The real question is whether a private bank will loan under this program. Unfortunately, few will do so because the statute very clearly states that no fees whatsoever can be charged, and how can a bank make any money if they loan under those circumstances. Sure, they might make money in the secondary market, but that is dried up, so they basically are asked to make a loan out of the goodness of their heart. On a other hand, it carries a first ever 100% government guarantee so the bank’s know they will be receiving interest and will have no possibility of losing a single dime. Maybe this will work after all.

But there is something else that would be of interest to a bank.
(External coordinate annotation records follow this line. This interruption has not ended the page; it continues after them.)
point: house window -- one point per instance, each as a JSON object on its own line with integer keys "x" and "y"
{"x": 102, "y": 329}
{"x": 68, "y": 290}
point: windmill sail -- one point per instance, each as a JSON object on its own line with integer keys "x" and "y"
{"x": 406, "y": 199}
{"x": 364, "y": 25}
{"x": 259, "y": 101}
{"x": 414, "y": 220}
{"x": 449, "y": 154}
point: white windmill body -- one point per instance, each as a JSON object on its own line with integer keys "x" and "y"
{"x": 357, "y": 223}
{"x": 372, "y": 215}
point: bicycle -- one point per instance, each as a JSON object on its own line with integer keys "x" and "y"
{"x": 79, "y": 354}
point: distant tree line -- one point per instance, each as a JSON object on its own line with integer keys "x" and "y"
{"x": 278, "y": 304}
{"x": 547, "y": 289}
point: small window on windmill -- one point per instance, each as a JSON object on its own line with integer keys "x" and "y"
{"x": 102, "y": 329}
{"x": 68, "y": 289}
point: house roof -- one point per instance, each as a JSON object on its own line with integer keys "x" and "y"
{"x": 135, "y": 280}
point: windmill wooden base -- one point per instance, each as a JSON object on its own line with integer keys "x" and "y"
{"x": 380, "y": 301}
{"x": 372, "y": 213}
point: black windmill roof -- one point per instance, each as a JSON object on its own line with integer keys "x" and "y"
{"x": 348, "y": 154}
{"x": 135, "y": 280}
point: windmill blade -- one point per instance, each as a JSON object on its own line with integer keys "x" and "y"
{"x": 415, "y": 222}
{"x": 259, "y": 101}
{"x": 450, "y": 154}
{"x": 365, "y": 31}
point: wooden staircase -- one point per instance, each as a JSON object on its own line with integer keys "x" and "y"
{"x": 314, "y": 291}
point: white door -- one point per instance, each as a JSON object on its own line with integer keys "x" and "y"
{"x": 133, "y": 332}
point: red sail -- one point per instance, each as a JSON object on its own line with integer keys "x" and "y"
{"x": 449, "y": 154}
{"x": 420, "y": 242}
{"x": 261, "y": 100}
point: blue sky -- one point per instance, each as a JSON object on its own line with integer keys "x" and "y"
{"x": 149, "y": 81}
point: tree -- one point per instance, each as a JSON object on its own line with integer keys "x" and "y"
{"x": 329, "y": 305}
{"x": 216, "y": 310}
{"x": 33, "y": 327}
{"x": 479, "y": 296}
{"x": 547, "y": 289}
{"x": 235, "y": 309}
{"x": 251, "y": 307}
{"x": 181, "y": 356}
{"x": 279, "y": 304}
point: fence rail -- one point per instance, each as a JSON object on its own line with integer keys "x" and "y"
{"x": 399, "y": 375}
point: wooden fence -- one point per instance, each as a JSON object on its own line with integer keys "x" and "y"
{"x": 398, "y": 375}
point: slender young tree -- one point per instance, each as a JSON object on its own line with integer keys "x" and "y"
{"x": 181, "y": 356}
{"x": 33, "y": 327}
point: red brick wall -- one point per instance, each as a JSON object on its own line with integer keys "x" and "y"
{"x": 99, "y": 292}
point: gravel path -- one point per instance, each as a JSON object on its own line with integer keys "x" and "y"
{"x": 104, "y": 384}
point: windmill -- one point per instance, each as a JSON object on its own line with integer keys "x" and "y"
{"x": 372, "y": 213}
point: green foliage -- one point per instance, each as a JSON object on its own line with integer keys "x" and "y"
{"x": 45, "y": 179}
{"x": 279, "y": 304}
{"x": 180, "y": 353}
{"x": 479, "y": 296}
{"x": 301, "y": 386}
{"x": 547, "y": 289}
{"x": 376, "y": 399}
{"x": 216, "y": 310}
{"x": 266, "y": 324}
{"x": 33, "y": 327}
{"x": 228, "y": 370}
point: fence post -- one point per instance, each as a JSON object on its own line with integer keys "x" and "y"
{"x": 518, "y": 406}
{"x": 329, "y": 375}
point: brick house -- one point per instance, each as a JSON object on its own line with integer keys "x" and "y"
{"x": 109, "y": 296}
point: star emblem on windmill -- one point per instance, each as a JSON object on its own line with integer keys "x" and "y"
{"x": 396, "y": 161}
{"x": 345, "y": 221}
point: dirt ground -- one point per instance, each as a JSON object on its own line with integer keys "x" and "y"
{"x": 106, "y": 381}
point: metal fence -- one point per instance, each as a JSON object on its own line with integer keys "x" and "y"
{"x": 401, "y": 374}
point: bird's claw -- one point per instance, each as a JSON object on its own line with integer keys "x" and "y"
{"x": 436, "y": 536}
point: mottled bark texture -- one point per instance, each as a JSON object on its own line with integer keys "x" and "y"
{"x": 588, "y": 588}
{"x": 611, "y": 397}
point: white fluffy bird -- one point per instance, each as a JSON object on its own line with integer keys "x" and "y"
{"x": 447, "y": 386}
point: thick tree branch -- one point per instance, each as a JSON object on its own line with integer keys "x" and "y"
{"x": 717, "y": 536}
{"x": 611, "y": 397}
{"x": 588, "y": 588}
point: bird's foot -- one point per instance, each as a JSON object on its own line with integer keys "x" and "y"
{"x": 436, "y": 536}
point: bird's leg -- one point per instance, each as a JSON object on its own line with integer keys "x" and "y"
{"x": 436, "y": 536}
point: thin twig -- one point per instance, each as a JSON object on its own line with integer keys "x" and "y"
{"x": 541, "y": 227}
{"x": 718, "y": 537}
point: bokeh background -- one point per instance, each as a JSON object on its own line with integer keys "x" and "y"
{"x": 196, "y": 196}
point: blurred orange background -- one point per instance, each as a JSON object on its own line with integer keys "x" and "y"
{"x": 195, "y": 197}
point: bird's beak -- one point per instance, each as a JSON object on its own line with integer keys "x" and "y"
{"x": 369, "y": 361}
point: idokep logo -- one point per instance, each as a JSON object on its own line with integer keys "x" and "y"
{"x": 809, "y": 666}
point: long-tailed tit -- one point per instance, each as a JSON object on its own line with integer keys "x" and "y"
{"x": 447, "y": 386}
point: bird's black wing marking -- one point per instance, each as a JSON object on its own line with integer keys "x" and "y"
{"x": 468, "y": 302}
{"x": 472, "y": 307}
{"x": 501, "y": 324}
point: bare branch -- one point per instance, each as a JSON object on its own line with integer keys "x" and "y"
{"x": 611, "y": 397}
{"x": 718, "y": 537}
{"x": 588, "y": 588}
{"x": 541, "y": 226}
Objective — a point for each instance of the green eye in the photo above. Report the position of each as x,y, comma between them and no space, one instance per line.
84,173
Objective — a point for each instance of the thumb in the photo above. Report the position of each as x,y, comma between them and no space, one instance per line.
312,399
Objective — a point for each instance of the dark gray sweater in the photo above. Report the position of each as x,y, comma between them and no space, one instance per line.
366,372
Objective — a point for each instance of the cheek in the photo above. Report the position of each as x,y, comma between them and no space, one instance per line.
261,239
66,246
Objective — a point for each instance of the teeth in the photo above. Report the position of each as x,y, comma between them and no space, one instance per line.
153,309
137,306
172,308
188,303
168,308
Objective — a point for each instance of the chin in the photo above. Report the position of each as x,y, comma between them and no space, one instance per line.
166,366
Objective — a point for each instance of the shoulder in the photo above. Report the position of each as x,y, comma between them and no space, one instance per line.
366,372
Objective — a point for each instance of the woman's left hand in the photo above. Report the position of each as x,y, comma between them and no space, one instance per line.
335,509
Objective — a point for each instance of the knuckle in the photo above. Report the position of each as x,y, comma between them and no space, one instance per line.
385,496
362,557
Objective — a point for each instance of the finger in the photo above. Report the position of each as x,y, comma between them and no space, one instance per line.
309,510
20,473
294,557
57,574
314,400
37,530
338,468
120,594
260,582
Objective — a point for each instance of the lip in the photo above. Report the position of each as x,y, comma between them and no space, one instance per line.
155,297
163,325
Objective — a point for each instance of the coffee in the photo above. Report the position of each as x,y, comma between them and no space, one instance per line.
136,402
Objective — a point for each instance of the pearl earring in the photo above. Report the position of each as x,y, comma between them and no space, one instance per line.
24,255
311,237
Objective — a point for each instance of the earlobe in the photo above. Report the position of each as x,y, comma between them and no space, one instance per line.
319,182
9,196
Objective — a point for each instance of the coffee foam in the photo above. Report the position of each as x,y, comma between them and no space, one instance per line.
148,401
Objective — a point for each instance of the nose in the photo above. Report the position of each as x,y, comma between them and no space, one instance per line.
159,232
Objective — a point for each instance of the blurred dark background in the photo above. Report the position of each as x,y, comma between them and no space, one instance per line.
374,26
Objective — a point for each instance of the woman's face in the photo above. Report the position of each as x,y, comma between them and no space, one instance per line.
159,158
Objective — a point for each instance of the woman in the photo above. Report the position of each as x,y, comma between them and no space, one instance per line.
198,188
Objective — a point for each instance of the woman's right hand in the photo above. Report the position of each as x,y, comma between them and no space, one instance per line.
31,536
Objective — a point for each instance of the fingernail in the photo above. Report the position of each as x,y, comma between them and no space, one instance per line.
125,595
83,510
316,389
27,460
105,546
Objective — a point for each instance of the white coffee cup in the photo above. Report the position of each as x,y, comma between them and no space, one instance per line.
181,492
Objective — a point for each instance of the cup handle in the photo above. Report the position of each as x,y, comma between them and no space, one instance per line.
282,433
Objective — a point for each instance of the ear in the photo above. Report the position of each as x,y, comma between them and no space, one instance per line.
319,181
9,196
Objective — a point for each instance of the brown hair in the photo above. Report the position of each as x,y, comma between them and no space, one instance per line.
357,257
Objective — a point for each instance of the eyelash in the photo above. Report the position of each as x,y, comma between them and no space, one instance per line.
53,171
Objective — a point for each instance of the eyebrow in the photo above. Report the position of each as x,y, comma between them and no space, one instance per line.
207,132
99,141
In a way, this is a form of Federal bailout going directly to small community banks. They have on their books loans that are in default and they could easily jump at the chance of being able to bail them out with this program. Especially if they had not been the recipients of the first TARP monies. Contrary to public sentiment, most of them did not receive any money. But again, this might not apply to that community bank. Since they typically package and sell their loans within three to six months, it probably wouldn’t even be in default at that point. It would be in the hands of the secondary market investor.

So is this good or bad for small businesses? Frankly, it’s good to see that some bailout money is working its way toward small businesses, but most of them would rather have a loan in the first place, as opposed help when in default. Unfortunately, this will have a limited application.

Wouldn’t it be better if we simply expanded our small business programs so more businesses could get loans? How about the SBA creating a secondary market for small business loans? I have a novel idea: for the moment forget about defaults, and concentrate on making business loans available to start-ups or existing businesses wanting to expand.

How about having a program that can pay off high interest credit card balances? There is hardly a business out there that has not been financing themselves lately through credit cards, simply because banks are not making loans. It is not unusual for people to have $50,000 plus on their credit cards, just to stay afloat. Talk about saving high interest. You can imagine how much cash flow this would give a small business.

We should applaud Congress for doing their best under short notice to come up with this plan. Sure this is a form of welcome bailout for small businesses, but I believe it misses the mark as to the majority of the 27 million business owners that are simply looking for a loan they can repay, as opposed to a handout.